Ohne Zustimmung des ehelichen Vaters kann ein unter väterlicher Gewalt stehendes Kind nur bei Vorliegen der Voraussetzung des § 178 ABGB. volljährig erklärt werden.

Entscheidung vom 30. Oktober 1963, 7 Ob 294/63.

I. Instanz: Bezirksgericht Fünfhaus; II. Instanz: Landesgericht für Zivilrechtssachen Wien.

Text

Die mj. beantragt, sie unter Nachsicht des Alters gegen den Willen ihres Vaters für volljährig zu erklären und führt aus, daß dieser für sie kein Verständnis hätte und insbesondere ihr Verlöbnis mit P. H. mißbillige.

Das Erstgericht gab diesem Antrag unter Hinweis auf § 252 ABGB. statt, obwohl sich beide Elternteile dagegen ausgesprochen haben und stellte fest, daß sich der Vater der Minderjährigen grundlos weigere, seiner minderjährigen Tochter die Eheschließung mit P. H. zu gestatten. Die von der Minderjährigen gegen den Willen ihrer Eltern vorgenommene Verlobung mit P. H. habe zu ernsten Zerwürfnissen geführt, die häufig in heftige Streitszenen ausarteten. Es sei nunmehr eine gewisse Entfremdung zwischen der Minderjährigen und ihren Eltern eingetreten. Im Elternhaus werde kaum ein Wort gewechselt. Es sei offenkundig, daß das ablehnende Verhalten der Eltern der Minderjährigen gegenüber deren Bräutigam dazu geführt habe, daß die Minderjährige den Eltern fast völlig entglitten sei.

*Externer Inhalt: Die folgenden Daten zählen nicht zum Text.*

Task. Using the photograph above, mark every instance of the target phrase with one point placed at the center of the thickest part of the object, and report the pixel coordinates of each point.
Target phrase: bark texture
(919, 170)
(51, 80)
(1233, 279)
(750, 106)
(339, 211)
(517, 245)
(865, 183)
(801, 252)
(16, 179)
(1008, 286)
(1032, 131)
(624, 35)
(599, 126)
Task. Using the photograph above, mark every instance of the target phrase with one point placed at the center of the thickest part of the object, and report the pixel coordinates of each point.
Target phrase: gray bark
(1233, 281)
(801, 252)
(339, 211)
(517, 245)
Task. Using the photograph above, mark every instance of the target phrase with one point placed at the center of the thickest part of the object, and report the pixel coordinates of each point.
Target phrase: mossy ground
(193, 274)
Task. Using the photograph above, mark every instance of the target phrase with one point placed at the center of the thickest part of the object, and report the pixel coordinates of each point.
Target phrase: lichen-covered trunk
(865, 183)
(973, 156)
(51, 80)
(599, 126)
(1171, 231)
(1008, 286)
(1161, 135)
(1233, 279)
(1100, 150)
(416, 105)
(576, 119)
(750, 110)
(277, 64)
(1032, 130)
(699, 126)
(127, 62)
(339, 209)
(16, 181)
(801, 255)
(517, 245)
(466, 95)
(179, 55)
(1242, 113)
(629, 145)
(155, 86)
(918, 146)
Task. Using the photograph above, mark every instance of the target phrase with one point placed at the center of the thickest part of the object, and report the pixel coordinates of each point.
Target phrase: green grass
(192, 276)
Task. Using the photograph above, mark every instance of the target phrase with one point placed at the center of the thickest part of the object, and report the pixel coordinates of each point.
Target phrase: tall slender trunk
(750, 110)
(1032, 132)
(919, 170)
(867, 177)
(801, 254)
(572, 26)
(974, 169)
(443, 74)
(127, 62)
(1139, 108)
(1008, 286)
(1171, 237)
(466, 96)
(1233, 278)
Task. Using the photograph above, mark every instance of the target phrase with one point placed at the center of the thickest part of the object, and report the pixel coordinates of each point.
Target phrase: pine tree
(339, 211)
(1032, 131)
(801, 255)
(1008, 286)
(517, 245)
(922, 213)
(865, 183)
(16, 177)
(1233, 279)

Das Rekursgericht hob den Beschluß auf und ordnete erergänzende Erhebungen an.

Der Oberste Gerichtshof gab dem Revisionsrekurs der Minderjährigen Folge und wies den Antrag der Minderjährigen, sie unter Nachsicht des Alters für volljährig zu erklären ab.

Rechtliche Beurteilung

Aus der Begründung:

Gemäß § 174 ABGB. kann die Entlassung aus der väterlichen Gewalt nur auf Grund einer in diesem Sinne ergangenen Erklärung des ehelichen Vaters erfolgen. Dies trifft hier nicht zu. § 252 ABGB. ist aber im allgemeinen unanwendbar. Diese Bestimmung bezieht sich, was sich sowohl aus ihrer Einreihung in das mit "Von Vormundschaften und Kuratelen" überschriebene Hauptstück, und aus der Überschrift "Endigung der Vormundschaft" als auch aus der Vorschrift, daß der Vormund zu vernehmen sei, ergibt, nur auf den Fall, daß ein nicht unter väterlicher Gewalt stehender Minderjähriger Nachsicht des Alters erhalten soll. Ein eheliches Kind, dessen Vater die väterliche Gewalt nicht entzogen worden ist, kann auf Grund des § 252 ABGB. grundsätzlich nicht für großjährig erklärt werden. Bezöge sich § 252 auch auf unter väterlicher Gewalt stehende Kinder, so hätte § 174 gar keinen Sinn.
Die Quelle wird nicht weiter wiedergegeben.